You see what I mean, when I say "television is dying" and that this is a lousy state of television, it's crap like that. The behind the scene stuff that's costing television. (And if you guys don't know about ESPN's part in basically charging cable providers to have ESPN as apart of their service, and how they've boosted their prices more and more year after year, to the point where cable prices have to keep raising their prices to their customers... yeah, ESPN is the worst offender in terms of the cable networks, just so you know) This is the kind of programming the networks should really be striving to keep and instead, like everything else, the quality sitcoms and dramas and in some cases, the quality reality shows, they're all going to cable.
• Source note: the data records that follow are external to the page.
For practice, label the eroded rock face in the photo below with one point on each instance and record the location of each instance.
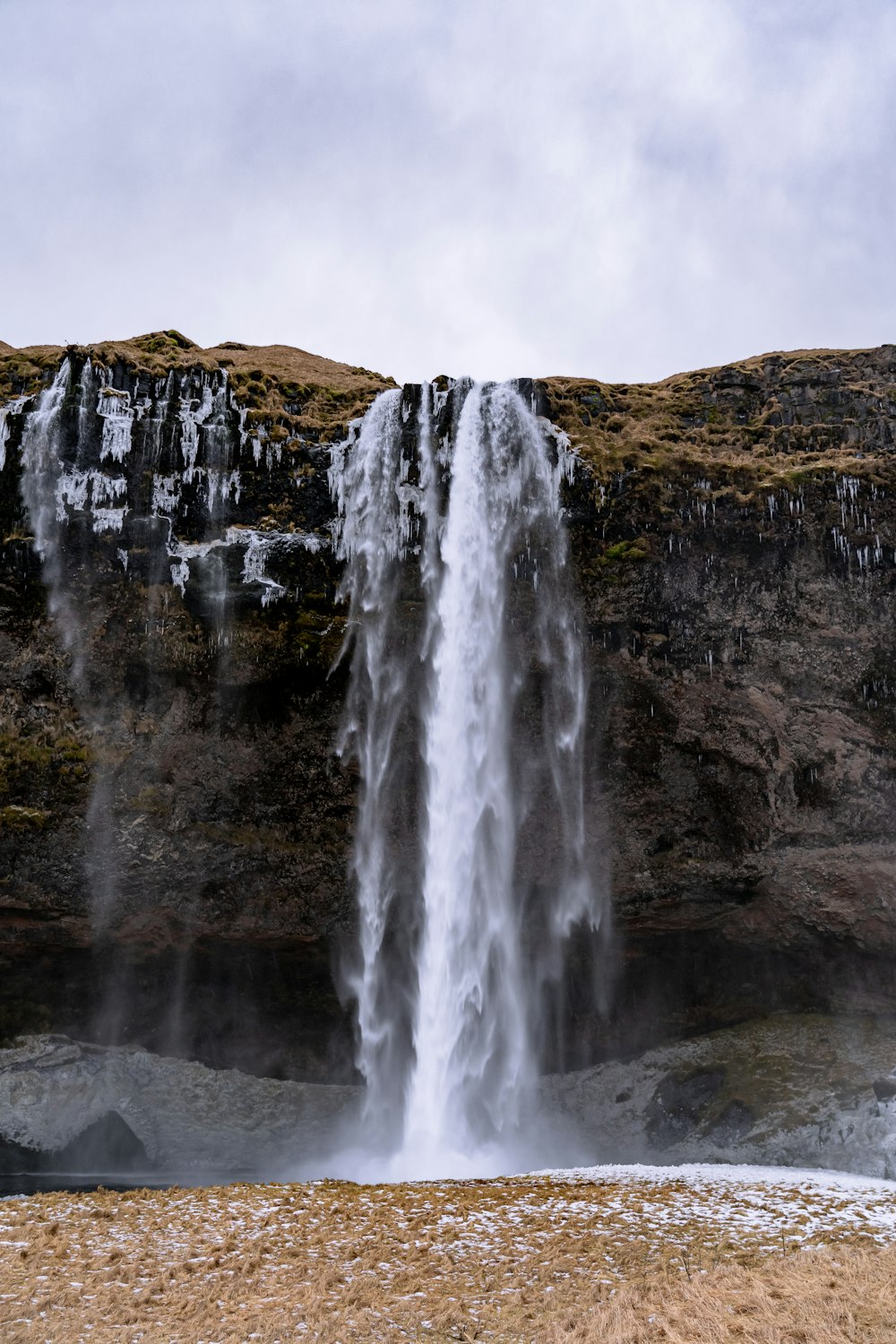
(175, 824)
(788, 1090)
(82, 1107)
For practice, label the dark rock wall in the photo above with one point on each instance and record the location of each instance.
(734, 535)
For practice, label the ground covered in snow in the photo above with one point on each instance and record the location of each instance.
(540, 1257)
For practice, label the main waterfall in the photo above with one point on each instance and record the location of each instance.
(466, 718)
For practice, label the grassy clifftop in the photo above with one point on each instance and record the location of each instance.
(764, 418)
(293, 392)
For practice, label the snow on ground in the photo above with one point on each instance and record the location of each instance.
(386, 1260)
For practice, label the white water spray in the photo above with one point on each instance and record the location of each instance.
(457, 937)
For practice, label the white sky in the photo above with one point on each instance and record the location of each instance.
(618, 188)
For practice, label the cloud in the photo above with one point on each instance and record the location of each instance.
(607, 187)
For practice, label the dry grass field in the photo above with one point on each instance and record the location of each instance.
(611, 1255)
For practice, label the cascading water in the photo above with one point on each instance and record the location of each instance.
(466, 715)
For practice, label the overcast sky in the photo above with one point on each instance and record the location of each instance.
(618, 188)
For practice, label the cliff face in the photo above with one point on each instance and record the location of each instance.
(175, 823)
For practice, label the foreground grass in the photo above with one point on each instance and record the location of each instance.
(618, 1258)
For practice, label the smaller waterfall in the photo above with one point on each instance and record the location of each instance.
(466, 717)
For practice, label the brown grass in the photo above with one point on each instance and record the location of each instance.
(512, 1260)
(289, 390)
(727, 421)
(821, 1297)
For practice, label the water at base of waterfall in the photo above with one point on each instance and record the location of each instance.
(466, 718)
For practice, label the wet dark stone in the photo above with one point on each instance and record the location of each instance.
(108, 1145)
(678, 1105)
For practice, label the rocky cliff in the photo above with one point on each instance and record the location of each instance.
(175, 824)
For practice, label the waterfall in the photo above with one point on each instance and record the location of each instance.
(466, 718)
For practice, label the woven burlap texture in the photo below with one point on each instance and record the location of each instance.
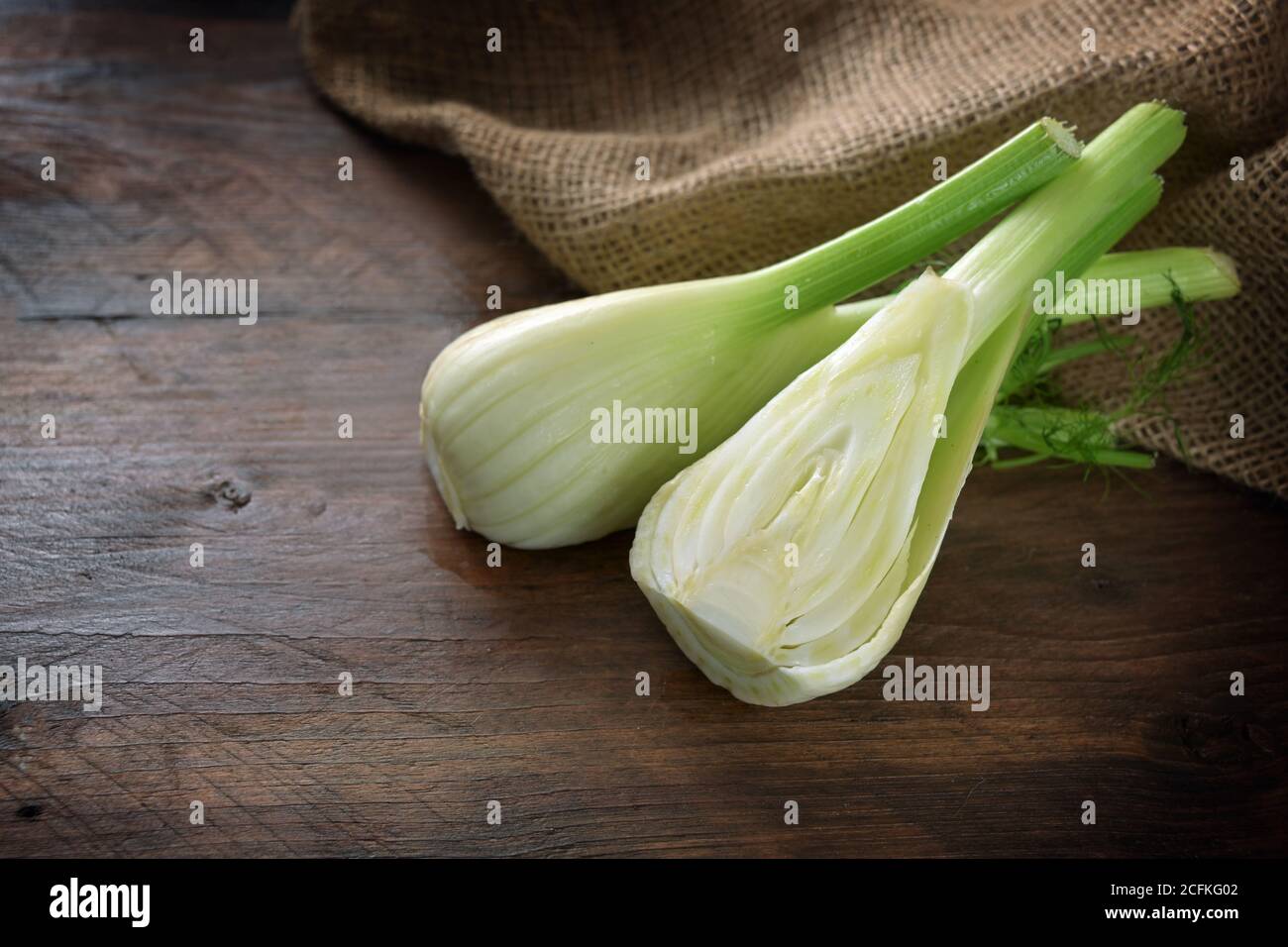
(756, 153)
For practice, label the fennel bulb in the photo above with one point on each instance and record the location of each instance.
(787, 561)
(510, 410)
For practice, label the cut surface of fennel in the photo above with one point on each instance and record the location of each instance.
(506, 410)
(787, 562)
(786, 590)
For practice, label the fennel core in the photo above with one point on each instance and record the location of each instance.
(787, 561)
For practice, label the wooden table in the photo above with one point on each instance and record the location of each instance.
(327, 557)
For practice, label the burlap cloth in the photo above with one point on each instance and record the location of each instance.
(756, 154)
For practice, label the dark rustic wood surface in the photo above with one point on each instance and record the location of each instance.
(514, 684)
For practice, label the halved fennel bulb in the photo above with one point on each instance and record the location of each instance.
(509, 410)
(784, 589)
(787, 562)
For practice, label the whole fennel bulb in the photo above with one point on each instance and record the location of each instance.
(509, 410)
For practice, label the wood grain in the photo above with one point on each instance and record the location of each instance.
(515, 684)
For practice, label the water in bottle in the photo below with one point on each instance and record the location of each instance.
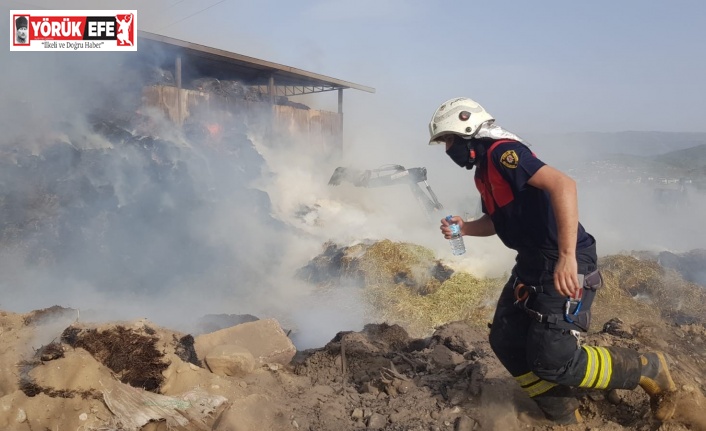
(457, 245)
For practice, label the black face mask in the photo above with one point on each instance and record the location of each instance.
(462, 152)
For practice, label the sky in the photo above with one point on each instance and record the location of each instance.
(553, 66)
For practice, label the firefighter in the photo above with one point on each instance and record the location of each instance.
(546, 304)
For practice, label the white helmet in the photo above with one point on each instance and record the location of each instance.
(460, 116)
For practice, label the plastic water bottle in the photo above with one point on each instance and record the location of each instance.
(457, 245)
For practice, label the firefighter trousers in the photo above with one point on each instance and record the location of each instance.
(547, 359)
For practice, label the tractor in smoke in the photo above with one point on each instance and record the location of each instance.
(392, 175)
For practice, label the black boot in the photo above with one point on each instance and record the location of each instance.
(559, 405)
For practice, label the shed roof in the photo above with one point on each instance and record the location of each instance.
(203, 61)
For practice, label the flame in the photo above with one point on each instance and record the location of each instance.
(214, 129)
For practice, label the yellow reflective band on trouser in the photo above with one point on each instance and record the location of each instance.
(533, 385)
(599, 368)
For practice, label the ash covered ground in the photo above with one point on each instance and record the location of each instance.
(112, 214)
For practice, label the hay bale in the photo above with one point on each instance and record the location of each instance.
(461, 297)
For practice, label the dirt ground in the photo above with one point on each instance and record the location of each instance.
(60, 373)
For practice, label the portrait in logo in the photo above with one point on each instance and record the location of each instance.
(509, 159)
(124, 26)
(21, 33)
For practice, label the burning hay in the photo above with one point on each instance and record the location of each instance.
(405, 284)
(131, 354)
(645, 290)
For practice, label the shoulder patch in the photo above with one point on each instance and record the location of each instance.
(509, 159)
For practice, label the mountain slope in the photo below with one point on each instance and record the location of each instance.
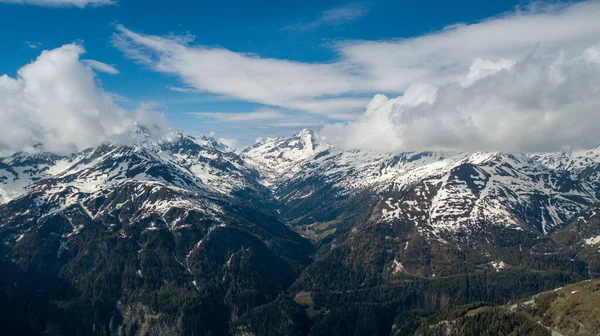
(172, 237)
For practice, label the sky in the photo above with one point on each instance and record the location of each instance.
(384, 75)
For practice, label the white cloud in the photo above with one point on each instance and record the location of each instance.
(56, 101)
(338, 89)
(181, 89)
(33, 45)
(333, 17)
(541, 103)
(62, 3)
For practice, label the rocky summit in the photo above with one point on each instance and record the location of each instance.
(291, 236)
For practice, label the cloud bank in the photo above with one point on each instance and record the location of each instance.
(62, 3)
(541, 103)
(57, 101)
(340, 89)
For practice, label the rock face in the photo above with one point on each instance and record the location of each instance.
(185, 236)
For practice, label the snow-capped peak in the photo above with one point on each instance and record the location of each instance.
(280, 158)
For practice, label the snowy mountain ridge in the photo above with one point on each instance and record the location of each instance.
(437, 191)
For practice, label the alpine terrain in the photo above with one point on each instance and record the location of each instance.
(294, 236)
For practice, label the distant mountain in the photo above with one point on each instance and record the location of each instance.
(182, 235)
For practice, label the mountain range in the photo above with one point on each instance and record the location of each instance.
(290, 236)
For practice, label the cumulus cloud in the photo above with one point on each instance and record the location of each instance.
(340, 89)
(62, 3)
(540, 103)
(57, 101)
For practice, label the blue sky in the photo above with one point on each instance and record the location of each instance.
(248, 69)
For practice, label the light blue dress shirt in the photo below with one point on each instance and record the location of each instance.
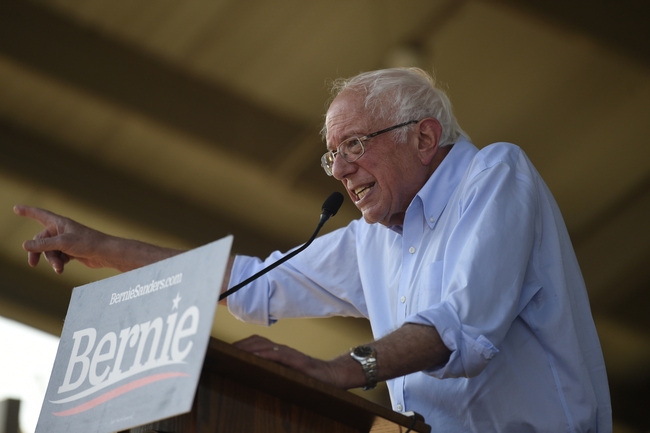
(485, 257)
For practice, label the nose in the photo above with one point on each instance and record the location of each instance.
(341, 168)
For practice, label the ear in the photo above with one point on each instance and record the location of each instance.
(429, 133)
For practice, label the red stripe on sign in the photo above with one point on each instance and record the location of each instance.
(117, 392)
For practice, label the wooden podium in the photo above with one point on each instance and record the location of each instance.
(242, 393)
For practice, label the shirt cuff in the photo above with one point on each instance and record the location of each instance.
(470, 354)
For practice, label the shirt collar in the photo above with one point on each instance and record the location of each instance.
(437, 191)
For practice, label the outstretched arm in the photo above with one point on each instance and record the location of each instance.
(409, 349)
(63, 239)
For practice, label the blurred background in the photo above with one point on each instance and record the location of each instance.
(180, 122)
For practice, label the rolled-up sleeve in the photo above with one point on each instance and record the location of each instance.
(483, 281)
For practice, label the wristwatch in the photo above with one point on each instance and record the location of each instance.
(367, 357)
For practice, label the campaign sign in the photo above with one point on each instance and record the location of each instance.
(133, 345)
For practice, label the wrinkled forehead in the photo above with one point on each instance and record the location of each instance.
(347, 116)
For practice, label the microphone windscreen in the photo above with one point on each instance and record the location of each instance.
(333, 203)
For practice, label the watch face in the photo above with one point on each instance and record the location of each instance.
(363, 351)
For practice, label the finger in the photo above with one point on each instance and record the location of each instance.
(41, 215)
(255, 344)
(43, 242)
(32, 258)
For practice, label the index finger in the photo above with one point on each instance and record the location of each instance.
(41, 215)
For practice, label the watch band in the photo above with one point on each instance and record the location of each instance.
(367, 357)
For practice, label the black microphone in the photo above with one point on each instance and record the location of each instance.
(330, 207)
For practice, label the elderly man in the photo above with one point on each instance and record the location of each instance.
(462, 263)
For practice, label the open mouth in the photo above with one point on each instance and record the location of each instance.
(361, 192)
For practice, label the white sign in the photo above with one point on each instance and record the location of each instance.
(133, 345)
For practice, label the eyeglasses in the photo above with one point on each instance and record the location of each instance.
(353, 148)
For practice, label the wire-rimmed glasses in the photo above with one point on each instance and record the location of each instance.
(353, 148)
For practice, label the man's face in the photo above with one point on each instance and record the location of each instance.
(385, 179)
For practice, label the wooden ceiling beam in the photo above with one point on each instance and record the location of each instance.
(63, 49)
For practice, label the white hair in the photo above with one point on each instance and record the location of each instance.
(402, 94)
No wonder everybody's gone to outside options like streaming.
So yeah, great television moments still happen, but overall, this is a truly lousy time for television right now, and who knows how or how long it's going to survive, but if it's keeps eating itself, and give in to streaming, television is going. But, maybe it's inevitable, and television's one shining moment is just ending soon. I don't know. Honestly, I'm not looking too forward to whatever this new form of television is that's replacing it. I find it overrated, but yeah, let's not look at the few outliers and claim television to be so good, when it reality, it's barely hanging on.
(BTW, not related to this, does anybody know a good lawyer, I just had to fire mine? No? Well, let me know if you do.)